Perceived barriers to vaccination included assessment of potential pain and cost associated with vaccination with 2 items21: “In your opinion, how painful [expensive] would it be to receive the HPV vaccine?” with response options on a 4-point Likert scale (ranging from 1 = “not at all painful [expensive]" to 4 = “very painful [expensive]").21 “Don’t know” responses were coded as 0. Responses were combined such that higher scores reflect greater perceived barriers (range 0–8).
Decision self-efficacy with regard to obtaining and comprehending information about the vaccine was assessed with 11 items adapted from the Decision Self-Efficacy Scale22 (e.g., "How confident do you feel to get the facts about the risks of the HPV vaccine?).. Responses were on a 2-point Likert scale (ranging from 0 = “not at all confident” to 2 = “very confident”). Total points were then divided by the maximum number of points and multiplied by 100 to arrive at a scale with a range of 0–100%, with higher scores indicating higher confidence.
Analysis
Data from pre- and post-test surveys were analyzed using R and RStudio.23,24 Descriptive statistics, including means and standard deviations (SD), were used to describe the sample in terms of sociodemographic characteristics and HPV vaccination knowledge, attitudes, and behaviors.
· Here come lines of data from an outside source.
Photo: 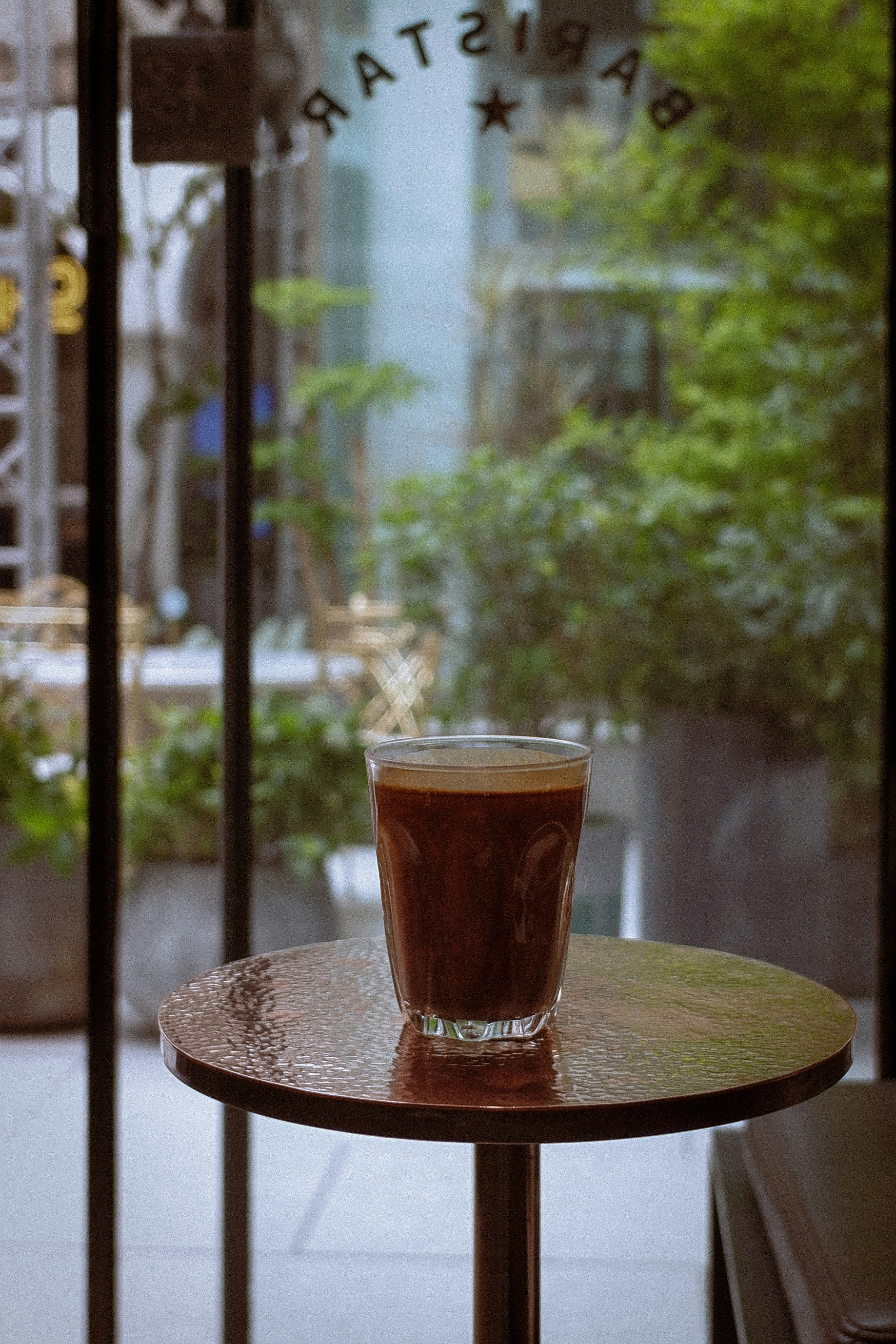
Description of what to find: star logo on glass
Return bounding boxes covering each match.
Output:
[470,85,520,136]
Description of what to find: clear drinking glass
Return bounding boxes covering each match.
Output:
[367,736,592,1040]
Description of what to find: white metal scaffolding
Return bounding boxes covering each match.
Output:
[0,0,59,585]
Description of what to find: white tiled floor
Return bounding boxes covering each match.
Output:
[0,1005,871,1344]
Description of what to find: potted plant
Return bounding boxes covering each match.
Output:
[0,679,87,1029]
[121,691,369,1020]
Assessment of feasibility involved descriptive data (e.g., number of women who recalled receiving messages) as well as examination of Twitter analytics (e.g., likes, retweets). Changes between pre- and post-test were analyzed with paired t-tests for continuous variables (i.e., HPV and cervical cancer knowledge, perceived susceptibility to cervical cancer and HPV infection, perceived benefits of HPV vaccination, perceived barriers to vaccination, and decision self-efficacy) and McNemar’s test for categorical variables (i.e., intention to get the HPV vaccine in the next 6 or 12 months among those who had not completed vaccination).